Antananarivo, 22 Juin, 19h00 – La Commission électorale nationale indépendante (Ceni) rassure l’opinion. Elle affirme que le budget pour organiser la présidentielle de 2023 est connu et ne devrait pas être un obstacle à la tenue du scrutin. Elle fait part d’un budget de près de près de 80 milliards d’ariary pour organiser la présidentielle.
« Au final, ce sera autour de 80 milliards d’ariary », informe Tseheno Rakotondrasoa, secrétaire exécutif de la Ceni, lors de l’atelier de discussions et d’échanges sur les consultations populaires, jeudi à Ivandry. « Mais il existe toujours des discussions entre la Ceni, les partenaires techniques et financiers ainsi que les autorités centrales », poursuit-il.

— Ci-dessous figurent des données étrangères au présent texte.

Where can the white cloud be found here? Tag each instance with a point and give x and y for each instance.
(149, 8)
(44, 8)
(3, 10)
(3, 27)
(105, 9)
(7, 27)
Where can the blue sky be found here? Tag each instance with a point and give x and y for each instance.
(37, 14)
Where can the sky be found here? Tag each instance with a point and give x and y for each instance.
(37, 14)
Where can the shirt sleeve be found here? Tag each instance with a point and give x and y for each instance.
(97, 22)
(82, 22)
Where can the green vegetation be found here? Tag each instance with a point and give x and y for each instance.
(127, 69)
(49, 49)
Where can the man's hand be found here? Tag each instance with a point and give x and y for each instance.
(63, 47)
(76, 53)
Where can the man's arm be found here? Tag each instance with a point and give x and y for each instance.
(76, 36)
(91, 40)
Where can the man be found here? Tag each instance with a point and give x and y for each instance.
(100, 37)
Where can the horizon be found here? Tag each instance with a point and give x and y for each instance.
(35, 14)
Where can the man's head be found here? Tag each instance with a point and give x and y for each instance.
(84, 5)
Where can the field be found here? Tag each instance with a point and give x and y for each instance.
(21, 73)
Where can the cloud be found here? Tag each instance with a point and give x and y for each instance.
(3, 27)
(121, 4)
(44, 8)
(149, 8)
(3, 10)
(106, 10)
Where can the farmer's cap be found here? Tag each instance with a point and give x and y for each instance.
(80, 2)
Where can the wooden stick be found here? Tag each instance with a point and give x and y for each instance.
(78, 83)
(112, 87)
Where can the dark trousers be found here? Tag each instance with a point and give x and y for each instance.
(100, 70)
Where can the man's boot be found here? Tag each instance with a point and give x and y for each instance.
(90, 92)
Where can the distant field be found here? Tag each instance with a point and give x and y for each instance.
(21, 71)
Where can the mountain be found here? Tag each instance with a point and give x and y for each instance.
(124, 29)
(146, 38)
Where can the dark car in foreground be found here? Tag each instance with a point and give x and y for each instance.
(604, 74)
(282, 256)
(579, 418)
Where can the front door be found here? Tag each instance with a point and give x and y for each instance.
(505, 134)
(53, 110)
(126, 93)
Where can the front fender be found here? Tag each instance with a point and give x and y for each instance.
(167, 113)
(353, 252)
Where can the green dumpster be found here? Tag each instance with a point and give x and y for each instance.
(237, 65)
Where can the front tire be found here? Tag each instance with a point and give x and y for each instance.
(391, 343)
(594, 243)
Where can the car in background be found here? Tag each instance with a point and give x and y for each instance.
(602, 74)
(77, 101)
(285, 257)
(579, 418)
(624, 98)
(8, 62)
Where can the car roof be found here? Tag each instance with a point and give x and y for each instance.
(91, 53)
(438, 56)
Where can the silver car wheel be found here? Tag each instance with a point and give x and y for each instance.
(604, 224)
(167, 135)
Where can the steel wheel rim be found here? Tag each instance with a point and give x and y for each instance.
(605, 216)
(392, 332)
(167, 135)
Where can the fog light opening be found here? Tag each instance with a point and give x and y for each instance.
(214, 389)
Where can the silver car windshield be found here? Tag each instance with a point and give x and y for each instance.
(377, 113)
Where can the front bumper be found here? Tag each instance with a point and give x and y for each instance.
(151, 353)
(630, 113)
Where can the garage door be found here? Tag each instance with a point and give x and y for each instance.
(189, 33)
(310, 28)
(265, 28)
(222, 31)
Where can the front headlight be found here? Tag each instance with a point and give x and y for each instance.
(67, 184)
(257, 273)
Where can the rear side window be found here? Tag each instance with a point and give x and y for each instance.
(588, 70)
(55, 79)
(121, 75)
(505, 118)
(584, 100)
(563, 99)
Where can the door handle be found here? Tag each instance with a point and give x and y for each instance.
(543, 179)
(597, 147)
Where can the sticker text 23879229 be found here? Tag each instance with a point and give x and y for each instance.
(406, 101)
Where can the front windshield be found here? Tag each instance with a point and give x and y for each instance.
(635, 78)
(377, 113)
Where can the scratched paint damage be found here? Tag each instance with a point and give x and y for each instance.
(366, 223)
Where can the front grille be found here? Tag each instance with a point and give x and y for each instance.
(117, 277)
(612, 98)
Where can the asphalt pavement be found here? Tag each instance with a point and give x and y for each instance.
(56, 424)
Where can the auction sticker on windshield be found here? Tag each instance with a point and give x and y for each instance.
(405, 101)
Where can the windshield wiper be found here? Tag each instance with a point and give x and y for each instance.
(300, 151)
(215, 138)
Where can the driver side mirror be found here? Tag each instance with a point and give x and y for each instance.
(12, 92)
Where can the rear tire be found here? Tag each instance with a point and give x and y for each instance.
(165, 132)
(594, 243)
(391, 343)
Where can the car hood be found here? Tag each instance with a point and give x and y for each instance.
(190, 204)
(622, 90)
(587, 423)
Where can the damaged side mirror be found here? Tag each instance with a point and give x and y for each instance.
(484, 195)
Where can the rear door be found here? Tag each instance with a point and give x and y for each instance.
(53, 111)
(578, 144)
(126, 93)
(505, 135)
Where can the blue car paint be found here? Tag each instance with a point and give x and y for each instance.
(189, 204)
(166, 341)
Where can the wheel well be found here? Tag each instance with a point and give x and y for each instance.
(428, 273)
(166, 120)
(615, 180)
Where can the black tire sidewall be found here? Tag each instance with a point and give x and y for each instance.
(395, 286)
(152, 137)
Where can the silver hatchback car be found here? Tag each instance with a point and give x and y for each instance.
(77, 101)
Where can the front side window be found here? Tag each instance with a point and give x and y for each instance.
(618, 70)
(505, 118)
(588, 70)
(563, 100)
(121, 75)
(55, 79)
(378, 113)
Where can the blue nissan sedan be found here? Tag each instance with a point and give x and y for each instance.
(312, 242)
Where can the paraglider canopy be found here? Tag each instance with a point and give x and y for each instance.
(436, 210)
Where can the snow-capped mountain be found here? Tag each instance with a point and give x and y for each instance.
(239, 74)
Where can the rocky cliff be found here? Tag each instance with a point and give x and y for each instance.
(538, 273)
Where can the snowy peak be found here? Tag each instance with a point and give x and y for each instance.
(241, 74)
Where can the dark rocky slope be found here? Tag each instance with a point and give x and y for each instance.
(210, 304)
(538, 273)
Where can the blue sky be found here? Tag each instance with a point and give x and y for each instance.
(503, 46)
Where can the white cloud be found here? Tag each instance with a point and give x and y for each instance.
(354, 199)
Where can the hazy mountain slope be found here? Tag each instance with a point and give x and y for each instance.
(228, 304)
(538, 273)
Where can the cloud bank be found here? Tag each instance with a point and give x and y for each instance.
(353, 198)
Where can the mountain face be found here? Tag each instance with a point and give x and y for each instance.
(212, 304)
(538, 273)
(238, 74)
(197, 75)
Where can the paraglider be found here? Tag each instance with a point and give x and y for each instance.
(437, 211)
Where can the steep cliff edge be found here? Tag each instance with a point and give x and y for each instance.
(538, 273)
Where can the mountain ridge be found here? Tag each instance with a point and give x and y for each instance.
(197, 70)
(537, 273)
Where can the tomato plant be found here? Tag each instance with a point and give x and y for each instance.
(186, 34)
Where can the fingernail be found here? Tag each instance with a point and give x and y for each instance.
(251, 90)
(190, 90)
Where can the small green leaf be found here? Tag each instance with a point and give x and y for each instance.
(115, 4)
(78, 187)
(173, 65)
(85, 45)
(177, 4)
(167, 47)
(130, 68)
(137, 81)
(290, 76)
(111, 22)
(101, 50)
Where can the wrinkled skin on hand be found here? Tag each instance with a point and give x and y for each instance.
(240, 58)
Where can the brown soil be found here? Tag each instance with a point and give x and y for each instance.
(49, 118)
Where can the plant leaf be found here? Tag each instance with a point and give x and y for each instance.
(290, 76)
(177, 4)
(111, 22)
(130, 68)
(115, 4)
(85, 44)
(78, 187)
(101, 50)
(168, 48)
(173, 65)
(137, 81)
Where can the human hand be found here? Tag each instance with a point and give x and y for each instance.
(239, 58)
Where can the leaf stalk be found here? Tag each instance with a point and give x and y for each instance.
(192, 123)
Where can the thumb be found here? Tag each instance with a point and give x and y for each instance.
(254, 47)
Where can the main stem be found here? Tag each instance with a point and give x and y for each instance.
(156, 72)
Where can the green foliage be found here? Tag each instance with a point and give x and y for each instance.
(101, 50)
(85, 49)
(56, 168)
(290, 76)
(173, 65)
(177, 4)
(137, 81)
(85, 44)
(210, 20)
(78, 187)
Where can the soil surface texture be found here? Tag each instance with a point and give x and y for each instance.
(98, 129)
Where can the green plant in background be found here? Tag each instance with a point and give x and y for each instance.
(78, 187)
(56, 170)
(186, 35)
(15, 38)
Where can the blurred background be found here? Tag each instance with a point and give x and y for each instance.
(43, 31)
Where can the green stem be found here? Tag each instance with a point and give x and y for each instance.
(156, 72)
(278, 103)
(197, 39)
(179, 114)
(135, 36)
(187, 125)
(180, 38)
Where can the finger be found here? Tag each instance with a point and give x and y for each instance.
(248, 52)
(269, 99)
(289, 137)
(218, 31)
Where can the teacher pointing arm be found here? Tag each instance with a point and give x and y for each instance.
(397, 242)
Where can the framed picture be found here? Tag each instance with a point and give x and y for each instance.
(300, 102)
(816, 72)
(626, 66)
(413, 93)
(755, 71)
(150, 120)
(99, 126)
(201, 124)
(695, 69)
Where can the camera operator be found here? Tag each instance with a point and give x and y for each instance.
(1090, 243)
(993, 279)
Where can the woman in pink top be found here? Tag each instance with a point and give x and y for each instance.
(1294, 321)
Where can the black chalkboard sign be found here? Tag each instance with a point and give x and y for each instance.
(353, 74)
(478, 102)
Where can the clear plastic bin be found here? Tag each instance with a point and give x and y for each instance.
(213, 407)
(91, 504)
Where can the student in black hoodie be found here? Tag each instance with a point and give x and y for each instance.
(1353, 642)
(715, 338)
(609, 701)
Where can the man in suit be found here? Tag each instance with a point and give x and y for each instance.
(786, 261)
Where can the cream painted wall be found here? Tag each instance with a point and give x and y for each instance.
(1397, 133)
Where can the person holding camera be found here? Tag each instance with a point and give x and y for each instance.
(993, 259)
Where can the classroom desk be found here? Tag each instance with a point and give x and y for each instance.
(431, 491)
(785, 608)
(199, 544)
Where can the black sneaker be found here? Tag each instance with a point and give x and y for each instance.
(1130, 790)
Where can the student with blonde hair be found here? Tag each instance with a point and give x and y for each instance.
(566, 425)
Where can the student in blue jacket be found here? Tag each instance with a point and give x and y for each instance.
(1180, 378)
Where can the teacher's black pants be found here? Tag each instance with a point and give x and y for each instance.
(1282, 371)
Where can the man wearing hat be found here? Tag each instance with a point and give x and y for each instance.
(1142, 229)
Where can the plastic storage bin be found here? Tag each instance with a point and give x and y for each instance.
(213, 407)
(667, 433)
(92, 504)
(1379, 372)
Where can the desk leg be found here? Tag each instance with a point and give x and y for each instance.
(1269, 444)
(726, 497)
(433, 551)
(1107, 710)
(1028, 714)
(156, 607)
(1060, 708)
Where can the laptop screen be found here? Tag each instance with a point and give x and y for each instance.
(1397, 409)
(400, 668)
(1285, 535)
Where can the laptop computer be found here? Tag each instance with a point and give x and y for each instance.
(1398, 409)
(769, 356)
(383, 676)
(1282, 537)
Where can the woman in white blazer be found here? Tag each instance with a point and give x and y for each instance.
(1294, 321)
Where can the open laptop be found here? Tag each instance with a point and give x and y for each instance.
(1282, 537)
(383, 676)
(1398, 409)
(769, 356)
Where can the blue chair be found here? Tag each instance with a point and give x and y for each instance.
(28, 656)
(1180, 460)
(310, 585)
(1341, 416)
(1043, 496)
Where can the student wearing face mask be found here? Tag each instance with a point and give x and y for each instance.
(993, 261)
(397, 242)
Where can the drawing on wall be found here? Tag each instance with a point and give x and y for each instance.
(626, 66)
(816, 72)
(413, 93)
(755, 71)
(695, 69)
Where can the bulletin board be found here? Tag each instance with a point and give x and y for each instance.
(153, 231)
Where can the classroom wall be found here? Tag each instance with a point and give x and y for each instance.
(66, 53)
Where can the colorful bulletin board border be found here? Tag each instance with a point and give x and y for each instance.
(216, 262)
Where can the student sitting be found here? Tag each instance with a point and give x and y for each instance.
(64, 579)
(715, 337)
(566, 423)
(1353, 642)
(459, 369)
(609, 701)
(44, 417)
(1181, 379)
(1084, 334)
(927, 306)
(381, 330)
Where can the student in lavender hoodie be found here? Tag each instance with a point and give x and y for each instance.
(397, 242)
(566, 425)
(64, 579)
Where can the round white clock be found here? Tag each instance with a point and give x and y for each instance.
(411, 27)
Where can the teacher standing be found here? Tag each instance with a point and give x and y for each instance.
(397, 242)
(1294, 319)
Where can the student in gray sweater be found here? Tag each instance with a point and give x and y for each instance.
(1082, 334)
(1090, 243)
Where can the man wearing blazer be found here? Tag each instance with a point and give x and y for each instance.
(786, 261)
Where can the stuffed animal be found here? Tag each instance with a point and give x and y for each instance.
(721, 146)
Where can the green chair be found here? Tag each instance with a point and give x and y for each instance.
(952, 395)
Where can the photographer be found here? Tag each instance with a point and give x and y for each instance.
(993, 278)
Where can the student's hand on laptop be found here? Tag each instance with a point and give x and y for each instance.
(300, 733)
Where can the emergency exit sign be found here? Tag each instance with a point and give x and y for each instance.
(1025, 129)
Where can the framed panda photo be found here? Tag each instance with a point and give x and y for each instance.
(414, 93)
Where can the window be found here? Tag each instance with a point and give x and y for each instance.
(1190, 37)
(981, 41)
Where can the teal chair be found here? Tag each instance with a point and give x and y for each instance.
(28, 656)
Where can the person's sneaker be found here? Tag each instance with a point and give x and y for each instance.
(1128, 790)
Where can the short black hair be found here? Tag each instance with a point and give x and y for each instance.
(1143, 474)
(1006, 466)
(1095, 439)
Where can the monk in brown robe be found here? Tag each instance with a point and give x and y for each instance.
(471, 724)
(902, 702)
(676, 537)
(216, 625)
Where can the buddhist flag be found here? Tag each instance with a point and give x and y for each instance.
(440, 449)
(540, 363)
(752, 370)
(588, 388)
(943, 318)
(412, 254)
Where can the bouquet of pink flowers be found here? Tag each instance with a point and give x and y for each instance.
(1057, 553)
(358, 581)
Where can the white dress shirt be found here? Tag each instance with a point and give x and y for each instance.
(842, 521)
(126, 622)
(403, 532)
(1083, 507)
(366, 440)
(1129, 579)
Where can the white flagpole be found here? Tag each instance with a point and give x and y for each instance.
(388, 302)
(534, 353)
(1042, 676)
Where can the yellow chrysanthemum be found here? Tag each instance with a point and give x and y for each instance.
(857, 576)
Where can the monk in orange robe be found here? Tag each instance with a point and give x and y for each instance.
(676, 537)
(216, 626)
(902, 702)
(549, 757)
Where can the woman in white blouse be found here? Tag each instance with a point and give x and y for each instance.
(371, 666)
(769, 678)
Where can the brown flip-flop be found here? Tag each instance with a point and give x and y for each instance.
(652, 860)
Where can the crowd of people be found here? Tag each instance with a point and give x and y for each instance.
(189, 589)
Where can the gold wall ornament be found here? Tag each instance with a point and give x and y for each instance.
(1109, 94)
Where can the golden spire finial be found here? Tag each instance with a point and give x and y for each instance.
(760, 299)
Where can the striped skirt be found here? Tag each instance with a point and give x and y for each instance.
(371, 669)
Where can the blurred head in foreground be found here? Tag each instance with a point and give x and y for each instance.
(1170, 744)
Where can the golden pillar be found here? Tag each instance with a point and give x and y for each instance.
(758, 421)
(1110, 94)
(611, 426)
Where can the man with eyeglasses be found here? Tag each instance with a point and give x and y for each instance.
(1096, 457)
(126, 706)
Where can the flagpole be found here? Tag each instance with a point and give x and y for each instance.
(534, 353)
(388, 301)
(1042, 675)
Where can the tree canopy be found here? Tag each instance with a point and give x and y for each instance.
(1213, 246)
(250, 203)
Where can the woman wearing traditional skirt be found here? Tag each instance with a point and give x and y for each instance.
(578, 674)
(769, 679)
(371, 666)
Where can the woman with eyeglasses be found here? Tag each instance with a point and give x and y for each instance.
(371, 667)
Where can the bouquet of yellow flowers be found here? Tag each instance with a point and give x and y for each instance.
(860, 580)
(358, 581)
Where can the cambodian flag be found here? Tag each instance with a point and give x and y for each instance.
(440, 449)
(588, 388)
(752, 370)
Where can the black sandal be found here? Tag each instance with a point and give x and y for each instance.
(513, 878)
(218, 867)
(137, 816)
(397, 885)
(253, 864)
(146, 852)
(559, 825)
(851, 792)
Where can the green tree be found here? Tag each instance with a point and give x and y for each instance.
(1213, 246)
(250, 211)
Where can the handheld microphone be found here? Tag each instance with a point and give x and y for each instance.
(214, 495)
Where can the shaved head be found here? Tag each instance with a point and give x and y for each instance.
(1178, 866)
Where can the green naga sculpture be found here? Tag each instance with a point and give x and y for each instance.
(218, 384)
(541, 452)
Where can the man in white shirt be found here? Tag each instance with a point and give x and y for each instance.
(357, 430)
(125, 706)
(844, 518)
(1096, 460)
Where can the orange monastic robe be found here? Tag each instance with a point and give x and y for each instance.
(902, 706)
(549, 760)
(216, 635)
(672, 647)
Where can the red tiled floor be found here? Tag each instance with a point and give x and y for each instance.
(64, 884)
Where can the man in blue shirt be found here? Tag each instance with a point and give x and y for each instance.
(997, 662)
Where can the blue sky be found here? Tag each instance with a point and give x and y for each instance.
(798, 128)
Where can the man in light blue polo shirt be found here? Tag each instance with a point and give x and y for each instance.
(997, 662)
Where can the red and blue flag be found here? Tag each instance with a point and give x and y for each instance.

Au départ, la Ceni avait proposé un budget de 143 milliards d’ariary. « Le gouvernement, par le biais de la loi de finances initiale, promet un peu plus de 40 milliards d’ariary pour financer l’organisation de la présidentielle », rappelle Tseheno Rakotondrasoa.
Entre-temps, les autorités centrales s’engagent à prendre en charge certaines dépenses pour diminuer les charges qui pèsent sur la Ceni, ayant conduit à une estimation initiale d’un besoin de 143 milliards d’ariary. « Il existe des opérations que les partenaires techniques et financiers (PTF) ne prennent pas en charge mais qui sont réalisées par le gouvernement. C’est le cas de la communication, prise en charge par le ministère de la Communication et de la culture, le processus de sécurisation et la formation en matière de sécurisation, pris en charge par le ministère de la Défense nationale », avance le secrétaire exécutif de la Ceni.
Pour les 40 milliards d’ariary restants, et à part les 45 milliards d’ariary utilisés pour la refonte de la liste électorale, l’organe chargé de préparer et d’organiser les élections obtient la promesse de la participation des PTF. Tseheno Rakotondrasoa évoque la mise sur pied d’un basket fund, un fonds commun, pour financer des opérations précises comme, entre autres, l’impression des bulletins uniques et la fourniture des pv autocopiants. « Si, à la fin, il reste un gap, le gouvernement s’engage à le combler », poursuit-il.
Retaf Arsène Andrianarisedo Dama, président de l’organe chargé de préparer et d’organiser les élections, souligne que le gouvernement peut réaliser ce transfert sans passer par la modification de loi de finances. « Il peut le faire par le biais d’une procédure de décret d’avance », déclare-t-il avant de demander aux parties prenantes de « ne pas avoir d’appréhension concernant le financement [de l’élection] ». « Préparez-là pour ceux qui veulent y prendre part. Ne détournez pas l’opinion pour ceux qui ne veulent pas y participer. La Ceni est prête pour une élection transparente et dans le calme », poursuit-il.